Numerical ellipsometry: Advanced methods for design, testing, and use of artificial intelligence for absorbing films using Jones and/or Mueller measurements
作者
Frank K. Urban,Dávid Barton
出处
期刊:Journal of vacuum science & technology [American Institute of Physics] 日期:2025-10-20卷期号:43 (6)
标识
DOI:10.1116/6.0004875
摘要
The optical properties and thickness of a thin absorbing film deposited on a known substrate can be determined using ellipsometry in real-time using artificial intelligence (AI) in the form of artificial neural networks (ANNs).
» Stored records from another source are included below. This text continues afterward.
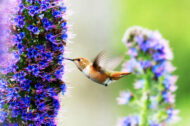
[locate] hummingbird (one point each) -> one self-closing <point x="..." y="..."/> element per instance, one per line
<point x="96" y="72"/>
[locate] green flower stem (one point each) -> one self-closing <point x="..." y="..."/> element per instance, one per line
<point x="145" y="103"/>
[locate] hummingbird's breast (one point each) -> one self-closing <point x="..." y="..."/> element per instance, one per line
<point x="97" y="76"/>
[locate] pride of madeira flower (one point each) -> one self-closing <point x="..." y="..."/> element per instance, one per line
<point x="29" y="87"/>
<point x="150" y="58"/>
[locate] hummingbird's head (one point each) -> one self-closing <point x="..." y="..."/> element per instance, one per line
<point x="81" y="62"/>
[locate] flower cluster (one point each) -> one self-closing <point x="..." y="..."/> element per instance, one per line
<point x="150" y="58"/>
<point x="29" y="87"/>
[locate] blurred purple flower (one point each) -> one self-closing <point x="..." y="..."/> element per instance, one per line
<point x="150" y="61"/>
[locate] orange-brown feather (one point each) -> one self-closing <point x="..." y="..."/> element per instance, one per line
<point x="118" y="75"/>
<point x="98" y="76"/>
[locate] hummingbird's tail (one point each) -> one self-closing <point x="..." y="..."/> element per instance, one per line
<point x="118" y="75"/>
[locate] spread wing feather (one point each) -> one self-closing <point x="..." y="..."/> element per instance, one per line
<point x="102" y="62"/>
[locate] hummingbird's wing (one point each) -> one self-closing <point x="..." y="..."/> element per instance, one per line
<point x="112" y="63"/>
<point x="103" y="62"/>
<point x="98" y="61"/>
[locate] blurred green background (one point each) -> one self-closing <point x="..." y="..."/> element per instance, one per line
<point x="100" y="25"/>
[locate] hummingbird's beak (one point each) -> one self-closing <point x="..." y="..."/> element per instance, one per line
<point x="69" y="59"/>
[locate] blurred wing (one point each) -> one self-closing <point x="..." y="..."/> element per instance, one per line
<point x="102" y="61"/>
<point x="99" y="61"/>
<point x="113" y="63"/>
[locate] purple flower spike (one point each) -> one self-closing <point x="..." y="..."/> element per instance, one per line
<point x="151" y="62"/>
<point x="31" y="49"/>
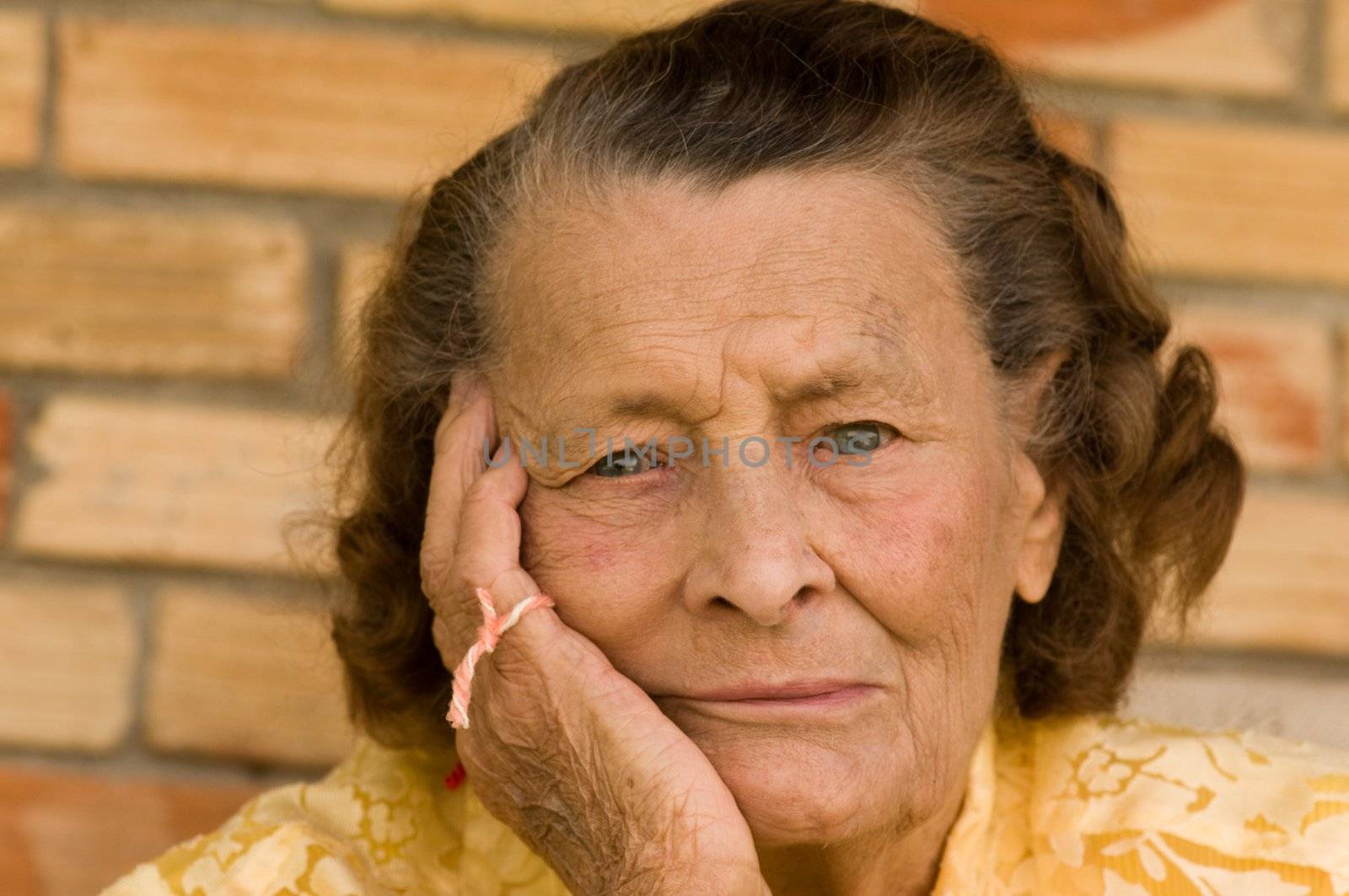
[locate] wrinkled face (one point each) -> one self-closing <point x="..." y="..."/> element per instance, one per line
<point x="788" y="308"/>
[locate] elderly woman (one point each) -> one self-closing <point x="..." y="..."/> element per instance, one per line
<point x="820" y="400"/>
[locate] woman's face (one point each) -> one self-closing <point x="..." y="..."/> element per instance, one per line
<point x="791" y="307"/>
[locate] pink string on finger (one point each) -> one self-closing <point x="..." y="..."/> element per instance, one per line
<point x="489" y="633"/>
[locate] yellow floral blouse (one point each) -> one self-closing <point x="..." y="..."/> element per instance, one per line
<point x="1081" y="804"/>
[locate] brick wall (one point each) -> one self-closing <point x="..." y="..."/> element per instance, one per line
<point x="192" y="197"/>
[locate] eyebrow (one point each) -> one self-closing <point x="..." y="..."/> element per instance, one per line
<point x="654" y="405"/>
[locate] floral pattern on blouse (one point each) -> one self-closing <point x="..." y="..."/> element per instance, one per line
<point x="1086" y="804"/>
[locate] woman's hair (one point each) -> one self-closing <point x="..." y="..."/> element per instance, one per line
<point x="1153" y="487"/>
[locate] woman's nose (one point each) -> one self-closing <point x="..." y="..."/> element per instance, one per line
<point x="755" y="552"/>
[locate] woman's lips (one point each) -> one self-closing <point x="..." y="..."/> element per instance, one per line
<point x="786" y="696"/>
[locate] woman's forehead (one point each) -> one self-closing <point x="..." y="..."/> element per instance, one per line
<point x="811" y="263"/>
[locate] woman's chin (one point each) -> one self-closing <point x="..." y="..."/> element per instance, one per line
<point x="809" y="794"/>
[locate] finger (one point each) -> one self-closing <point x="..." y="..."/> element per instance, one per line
<point x="467" y="422"/>
<point x="490" y="532"/>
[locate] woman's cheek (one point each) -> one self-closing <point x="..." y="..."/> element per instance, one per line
<point x="586" y="544"/>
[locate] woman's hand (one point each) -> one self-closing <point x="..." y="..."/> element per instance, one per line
<point x="573" y="756"/>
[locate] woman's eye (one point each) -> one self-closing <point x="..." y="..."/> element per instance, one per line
<point x="860" y="437"/>
<point x="622" y="463"/>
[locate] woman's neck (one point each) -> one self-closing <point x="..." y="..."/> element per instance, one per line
<point x="901" y="860"/>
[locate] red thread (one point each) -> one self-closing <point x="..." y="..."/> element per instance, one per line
<point x="489" y="633"/>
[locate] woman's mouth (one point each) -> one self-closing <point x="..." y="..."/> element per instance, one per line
<point x="793" y="696"/>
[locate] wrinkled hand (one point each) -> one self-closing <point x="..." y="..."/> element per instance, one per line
<point x="573" y="756"/>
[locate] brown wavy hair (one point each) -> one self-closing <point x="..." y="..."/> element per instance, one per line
<point x="1153" y="487"/>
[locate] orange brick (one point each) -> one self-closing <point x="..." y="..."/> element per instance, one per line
<point x="51" y="815"/>
<point x="1344" y="393"/>
<point x="359" y="270"/>
<point x="67" y="655"/>
<point x="1286" y="582"/>
<point x="103" y="290"/>
<point x="1275" y="378"/>
<point x="245" y="676"/>
<point x="172" y="483"/>
<point x="1229" y="200"/>
<point x="22" y="65"/>
<point x="6" y="456"/>
<point x="1231" y="46"/>
<point x="1337" y="53"/>
<point x="270" y="107"/>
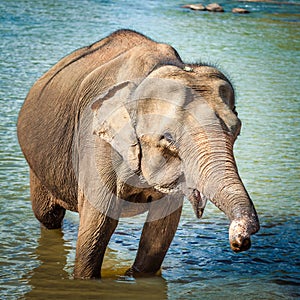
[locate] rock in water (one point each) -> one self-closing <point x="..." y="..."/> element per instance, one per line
<point x="215" y="7"/>
<point x="195" y="6"/>
<point x="238" y="10"/>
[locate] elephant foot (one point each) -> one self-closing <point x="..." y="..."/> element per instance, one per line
<point x="134" y="272"/>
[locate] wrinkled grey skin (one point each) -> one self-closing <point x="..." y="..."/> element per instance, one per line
<point x="122" y="127"/>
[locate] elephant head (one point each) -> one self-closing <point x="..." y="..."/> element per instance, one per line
<point x="175" y="130"/>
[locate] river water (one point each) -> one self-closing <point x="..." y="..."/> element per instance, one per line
<point x="261" y="54"/>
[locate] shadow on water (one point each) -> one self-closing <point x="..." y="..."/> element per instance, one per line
<point x="52" y="279"/>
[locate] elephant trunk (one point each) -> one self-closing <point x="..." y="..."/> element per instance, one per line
<point x="216" y="177"/>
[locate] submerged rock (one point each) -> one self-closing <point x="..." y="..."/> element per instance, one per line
<point x="195" y="6"/>
<point x="214" y="7"/>
<point x="238" y="10"/>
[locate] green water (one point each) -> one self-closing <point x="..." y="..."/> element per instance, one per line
<point x="261" y="54"/>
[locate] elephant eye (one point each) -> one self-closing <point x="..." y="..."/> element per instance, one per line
<point x="167" y="142"/>
<point x="234" y="111"/>
<point x="168" y="137"/>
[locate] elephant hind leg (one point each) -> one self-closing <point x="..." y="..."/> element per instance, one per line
<point x="45" y="207"/>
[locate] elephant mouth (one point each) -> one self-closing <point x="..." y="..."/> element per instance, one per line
<point x="167" y="189"/>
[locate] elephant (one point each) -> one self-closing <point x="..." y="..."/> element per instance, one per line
<point x="123" y="127"/>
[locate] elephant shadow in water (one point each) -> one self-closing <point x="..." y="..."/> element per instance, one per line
<point x="53" y="277"/>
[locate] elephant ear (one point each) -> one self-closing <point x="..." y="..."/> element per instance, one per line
<point x="113" y="123"/>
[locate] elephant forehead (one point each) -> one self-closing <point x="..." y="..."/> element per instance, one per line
<point x="168" y="90"/>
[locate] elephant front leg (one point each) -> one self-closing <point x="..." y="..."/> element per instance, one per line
<point x="95" y="230"/>
<point x="156" y="238"/>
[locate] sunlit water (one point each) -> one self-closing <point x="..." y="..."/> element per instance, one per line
<point x="260" y="53"/>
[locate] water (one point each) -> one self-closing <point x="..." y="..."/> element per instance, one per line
<point x="260" y="52"/>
The desired film parameters are related to visible light reflection measurements through Maxwell’s equations, wavelength, and geometry. One of the primary advantages of the AI method is speed. Prior work by the authors focused on ITO on silicon and chromium on BK-7 glass. The work here describes further developments in the use of AI methods to potentially enable real-time, in situ monitoring of thin film growth in a broader range of applications for any absorbing film on any homogeneous, isotropic substrate. Examples are given using a single angle of incidence (55°) and three angles of incidence (55°, 65°, and 75°) for comparison. Thin absorbing films (up to a nominal 40 nm) are examined using multilayer perceptron ANNs of either 4 or 12 input neurons and 4 output neurons with two hidden layers of 80 neurons each. A separate network is developed independently at each wavelength. Overall predictions depend upon two steps. The first step is the training step in which a large training data set is presented to the ANN, and an error backpropagation algorithm is employed to incrementally adjust its weights. This step is computationally intensive but only needs to be performed once. The second step is prediction, in which ellipsometry measurements are presented to the trained ANN. Thus, the primary purpose of this work is to lay a foundation that is applicable to a vast array of material combinations, examples of which will be treated with measured data in future work.